Next generation pattern matching

This fellowship proposal is for a programme of fundamental research to develop the knowledge required for the next generation of pattern matching algorithms. The aim is to make significant
advances in both the theory and practice of searching, manipulating and processing massive datasets of the sorts that are now common in high technology industries and to make state of the art tools available to the wider community.

This proposal will not only develop new algorithms but will also show time and space lower bounds. Where ever faster and more efficient algorithms are developed by the algorithms community, our understanding of the limits of what can be achieved is currently at a much more basic level. Such lower bounds, were they available, would not only be important for the significant theoretical interest and insight they provide, but also for the practical purpose of preventing fruitless search for algorithms which cannot exist. Within computer science in general, lower bounds have historically proven hard to develop (consider for example the famous question of P vs NP) but in the context of streaming and dynamic computation new ideas can now be applied for the first time.

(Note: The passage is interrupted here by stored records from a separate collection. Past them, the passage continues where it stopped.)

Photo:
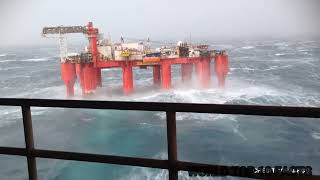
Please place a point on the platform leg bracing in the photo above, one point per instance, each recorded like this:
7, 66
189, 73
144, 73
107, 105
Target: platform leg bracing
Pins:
127, 78
221, 67
69, 76
156, 75
89, 78
166, 75
99, 78
203, 72
186, 72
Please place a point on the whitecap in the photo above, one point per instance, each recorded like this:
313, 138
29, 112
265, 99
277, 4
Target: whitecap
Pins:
35, 60
247, 47
316, 135
7, 60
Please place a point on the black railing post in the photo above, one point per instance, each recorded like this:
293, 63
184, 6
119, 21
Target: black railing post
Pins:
172, 145
28, 136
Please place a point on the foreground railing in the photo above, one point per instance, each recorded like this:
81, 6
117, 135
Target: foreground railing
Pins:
172, 164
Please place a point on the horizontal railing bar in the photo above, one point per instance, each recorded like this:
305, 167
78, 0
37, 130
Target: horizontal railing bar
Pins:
311, 112
13, 151
99, 158
122, 160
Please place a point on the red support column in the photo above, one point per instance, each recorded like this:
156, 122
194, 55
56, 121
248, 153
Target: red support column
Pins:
203, 72
166, 75
89, 78
79, 73
127, 78
221, 68
68, 75
92, 34
98, 77
186, 72
156, 75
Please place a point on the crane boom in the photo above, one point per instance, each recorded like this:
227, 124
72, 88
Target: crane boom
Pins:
64, 30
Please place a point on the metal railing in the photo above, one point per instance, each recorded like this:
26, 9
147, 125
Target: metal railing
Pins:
172, 164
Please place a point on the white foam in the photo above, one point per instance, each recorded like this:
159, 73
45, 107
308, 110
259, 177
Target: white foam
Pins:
247, 47
7, 60
35, 60
316, 135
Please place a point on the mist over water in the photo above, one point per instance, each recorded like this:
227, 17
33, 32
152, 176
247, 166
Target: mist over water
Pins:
264, 72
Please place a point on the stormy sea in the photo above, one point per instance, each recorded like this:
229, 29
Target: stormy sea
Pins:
282, 72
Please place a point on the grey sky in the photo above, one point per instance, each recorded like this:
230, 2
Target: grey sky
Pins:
22, 21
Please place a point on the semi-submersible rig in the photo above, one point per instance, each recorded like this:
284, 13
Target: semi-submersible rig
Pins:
102, 53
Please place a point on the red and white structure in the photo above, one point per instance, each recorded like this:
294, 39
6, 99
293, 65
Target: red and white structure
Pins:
88, 69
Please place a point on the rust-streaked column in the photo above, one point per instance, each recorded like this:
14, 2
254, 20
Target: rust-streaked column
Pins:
156, 75
166, 75
221, 67
68, 75
127, 78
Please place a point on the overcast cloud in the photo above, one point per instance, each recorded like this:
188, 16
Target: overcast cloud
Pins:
22, 21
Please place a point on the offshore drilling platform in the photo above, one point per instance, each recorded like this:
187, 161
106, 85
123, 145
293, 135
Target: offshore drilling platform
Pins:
102, 53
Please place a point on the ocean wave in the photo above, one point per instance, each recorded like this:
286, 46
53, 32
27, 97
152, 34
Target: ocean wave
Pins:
316, 135
7, 60
35, 60
247, 47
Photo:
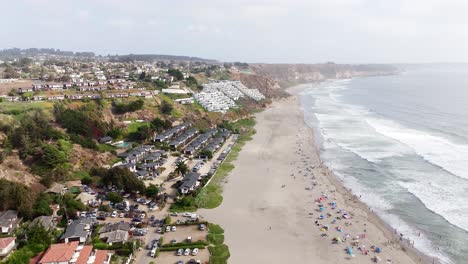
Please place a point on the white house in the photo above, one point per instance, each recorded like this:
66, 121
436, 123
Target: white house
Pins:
6, 245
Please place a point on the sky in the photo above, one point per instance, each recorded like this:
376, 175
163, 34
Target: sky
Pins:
270, 31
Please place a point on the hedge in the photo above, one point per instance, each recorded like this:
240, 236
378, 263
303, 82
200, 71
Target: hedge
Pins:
215, 229
176, 248
215, 239
185, 244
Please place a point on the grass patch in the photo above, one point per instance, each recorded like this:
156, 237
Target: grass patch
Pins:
211, 195
133, 127
215, 239
78, 175
215, 229
219, 254
106, 148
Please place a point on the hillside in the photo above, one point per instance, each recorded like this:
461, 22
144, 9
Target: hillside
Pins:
291, 74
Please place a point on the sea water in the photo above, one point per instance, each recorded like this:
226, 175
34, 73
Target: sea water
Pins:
401, 142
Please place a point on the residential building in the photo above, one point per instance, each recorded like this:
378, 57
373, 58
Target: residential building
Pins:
9, 221
7, 244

In order to give a truly complete picture, we will also provide state of the art implementations of both new and some old ideas to test assumptions that have been made and to discover new problems which need to be tackled by the whole community. Implementing pattern matching algorithms, especially those proven to be theoretically efficient, can often be a challenging task requiring both considerable algorithmic and engineering expertise. To ensure maximum impact for the ideas developed we will produce freely available, publicly accessible, state of the art implementations of the newly developed pattern matching algorithms as well as others whose practical performance is still unknown.

Algorithmic research has revolutionised the way that we all live our lives in recent years. Google, a company founded by computer scientists and underpinned with perhaps the greatest concentration of university trained algorithms expertise in the world, is but the most prominent example. This Fellowship, has as its core aim to form a new centre for algorithms research in the UK and through it develop a complete picture of the theory and practice of pattern matching. This work will potentially impact a number of groups within academia and industry but also of great importance will be much needed UK based training and human capital that the new research team will help to provide. We now briefly describe the main groups outside of the direct field of academic study which will be impacted by our work.

Time sensitive data intensive applications are now central to the most successful international companies. AT&T are said to process several terabytes per day of streaming data in real-time and employ dozens of full time algorithms research staff. Intelligence and security agencies require streaming video, audio and telecommunications to be analysed within strict time frames. In high frequency trading, the ability to respond within a fraction of second to a new pattern detected in trading activity can be the difference between financial success and bankruptcy. We expect the advances we will make in dynamic and streaming pattern matching in particular to be of direct interest to these industries and others.

With respect to lower bounds, the results we will provide, while not directly giving new methods, will not only be important for the significant theoretical interest and insight they provide, but also for the practical purposes of preventing fruitless search for algorithms which cannot exist as well as as guiding future research to devise new problem formulations which circumvent these lower bounds. In a similar fashion to the way that no respectable software company will attempt to write code that proves their software terminates (due to the undecidability Halting Problem), our space and time lower bounds will set the framework within which software development can occur. These proven limits may therefore be of as much practical utility as the provision of a new fast algorithm.

We will also, for the first time for research of this type, directly consider the very important and often overlooked interplay between theory and practice. Real world problems have triggered the invention of new computational models and will continue to do so. The resulting theoretical problems are also some of the most pressing and exciting in theoretical computer science. To complete this circle, we will provide state of the art implementations of both new and some old ideas to test assumptions that have been made and to discover new problems which need to be tackled by the whole community. This is particularly motivated by the observation that implementation of pattern matching algorithms, especially those proven to be theoretically efficient, can be a challenging task requiring both considerable algorithmic and engineering expertise. To ensure maximum impact for the ideas developed we will produce freely available, publicly accessible, state of the art implementations of the newly developed pattern matching algorithms as well as others whose practical performance is still unknown.

It is widely recognised that the UK has been relatively weak in the mainstream of algorithms research that dominates top level US universities and global industry. Further investment in UK based algorithms research and training is vitally important for the national economy. This Fellowship, through the training and dissemination mechanisms set out and the development of future UK based research leaders will go some way to redressing this imbalance.